That boy Sachin!

Australia's Alan Davidson (left) and Belinda Clark who were inducted into the ICC Hall of Fame.-AP Australia's Alan Davidson (left) and Belinda Clark who were inducted into the ICC Hall of Fame.

Australian fast bowling legend Alan Davidson, who was inducted into the ICC Hall of Fame, recalled his first impressions of Sachin Tenduulkar. Over to K. C. Vijaya Kumar.

The Rugby World Cup in distant New Zealand is big news in England. ‘The Times' had a 48-page preview and other papers too had extensive coverage.

On September 11 at Lord's where India and England played a see-saw game that ended in a tie, televisions placed in the lounge behind the Press Box, had divided loyalties. One was tuned into cricket and the other beamed in rugby from New Zealand. Local scribes, busy keeping a tab on Parthiv Patel and Ajinkya Rahane's opening partnership, often slipped behind to catch a snatch of rugby.
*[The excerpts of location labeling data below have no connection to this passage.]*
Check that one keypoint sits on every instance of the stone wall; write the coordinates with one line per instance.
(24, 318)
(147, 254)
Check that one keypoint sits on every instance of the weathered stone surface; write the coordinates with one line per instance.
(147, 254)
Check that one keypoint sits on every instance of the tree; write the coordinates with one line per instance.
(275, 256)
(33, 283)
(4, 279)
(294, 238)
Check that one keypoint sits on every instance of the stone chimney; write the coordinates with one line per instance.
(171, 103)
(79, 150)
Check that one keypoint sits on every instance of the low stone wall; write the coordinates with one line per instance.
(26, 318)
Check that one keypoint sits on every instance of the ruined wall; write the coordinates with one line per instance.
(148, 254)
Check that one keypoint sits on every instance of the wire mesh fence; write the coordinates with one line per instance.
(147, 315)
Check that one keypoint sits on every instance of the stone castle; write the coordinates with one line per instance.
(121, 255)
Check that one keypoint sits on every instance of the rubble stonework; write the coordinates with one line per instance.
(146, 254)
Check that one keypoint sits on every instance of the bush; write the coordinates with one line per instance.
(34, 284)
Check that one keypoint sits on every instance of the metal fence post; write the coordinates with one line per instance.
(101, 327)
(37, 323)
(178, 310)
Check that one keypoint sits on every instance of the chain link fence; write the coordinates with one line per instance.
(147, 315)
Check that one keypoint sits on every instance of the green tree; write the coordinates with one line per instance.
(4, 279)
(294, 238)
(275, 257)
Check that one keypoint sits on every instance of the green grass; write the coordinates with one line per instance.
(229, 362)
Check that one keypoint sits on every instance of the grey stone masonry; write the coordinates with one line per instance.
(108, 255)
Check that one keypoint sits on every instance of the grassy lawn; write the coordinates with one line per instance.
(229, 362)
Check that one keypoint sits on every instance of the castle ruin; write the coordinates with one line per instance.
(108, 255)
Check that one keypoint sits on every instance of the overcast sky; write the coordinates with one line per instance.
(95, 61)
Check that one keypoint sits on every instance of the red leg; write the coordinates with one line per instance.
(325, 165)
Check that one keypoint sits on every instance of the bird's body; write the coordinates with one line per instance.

Later, in the Welsh capital Cardiff, a pub had this sign: ‘Watch Wales vs Samoa, rugby World Cup.'

India goes missing

The ‘Men in Blue' were not present at the ICC Awards function in London on September 12. The official word was that the invitation reached the team only that afternoon and it was too late for the cricketers to adjust their tight schedule.

Inside the hall, India did have a feeble presence thanks to master of ceremonies Ravi Shastri, Sunil Gavaskar and ICC President Sharad Pawar and there were whispers that the Board of Control for Cricket in India was represented by Rajeev Shukla. M. S. Dhoni was awarded the ‘Spirit of Cricket' award for recalling Ian Bell during the second Test at Trent Bridge but the Indian skipper was away in his hotel room.

Gavaskar was asked about which was the most emotional moment — 1983 or 2011 — and he replied with candour: “Obviously 1983 because no one gave us a chance, we were rank outsiders and we won the World Cup. I also enjoyed the latest victory and it has done us a service in the sense that every four years when the World Cup came around, us old players were asked to relive our 1983 memories. Now that would stop.”

Sweet memories

Sachin Tendulkar was busy recovering from his toe injury but the man's all-pervading halo swirled around in the ICC awards function.

Australian fast bowling legend Alan Davidson, who was inducted into the ICC Hall of Fame, recalled his first impressions of Tendulkar. “In 1989 or 1990, I used to take a squad of six players from Australia and Ravi Shastri and Madan Lal used to get half a dozen players from India and we used to play in Hong Kong and we used to do that for years. Once we had a young player called Sachin and later I found out that he was Tendulkar. We played an English team which had top players like John Emburey and Nasser Hussain. Sachin came at number four and I thought: ‘goodness gracious, at 16 he is going out to face these fellows.' The first ball grazed past his chin, he dropped his hand and let the ball go, he did the same thing with the second one, the third one was slightly wide and he cut it like a rocket. And the next ball was pitched up and it went back over the bowler's head. I turned to Sunil (Gavaskar) and told him ‘Sunil this boy at 16 is better than what you were at 25.' I always had an eye on the boy after that,” Davidson said.

Later another Hall of Fame inductee Curtly Ambrose said: “I first saw Tendulkar in England. I was playing county cricket and he then scored a hundred in a Test and I thought, ‘he looks special but he should be in school!'”

What's in a name?

A walk into a provision shop at Cardiff proves to be a leap back into India of the past where cities still had the names inscribed by the British. Mixture, a popular savoury in South India and referred to as ‘chivda' in Hindi, is available in small packets and it is named ‘Bombay Coarse.'

In the freezer, there are umpteen curries, cooked in Birmingham and sent to shops across the United Kingdom. One such frozen curry catches the eye — ‘Madras Beef.' Bombay and Madras may be just memory milestones for innumerable Indians after linguistic fervour flipped the names back to the vernacular ‘Mumbai' and ‘Chennai' but out here, the old monikers still rule.

The shop owner Mr. Desai from Ahmedabad migrated to Wales 40 years back. “We were the first Gujarati family out here, now there are many. Are you around here on September 17? If so, do come for the Cardiff Rathayatra conducted by the Hare Krishna devotees group and they are mostly Europeans! You will get good vegetarian food,” he says. Later a walk into the city square evokes surprise. A group of local men, clad in dhoti with the sacred ash smeared across their foreheads, walk across with drum beats and chant ‘Hare Krishna.' Belief truly cuts across races!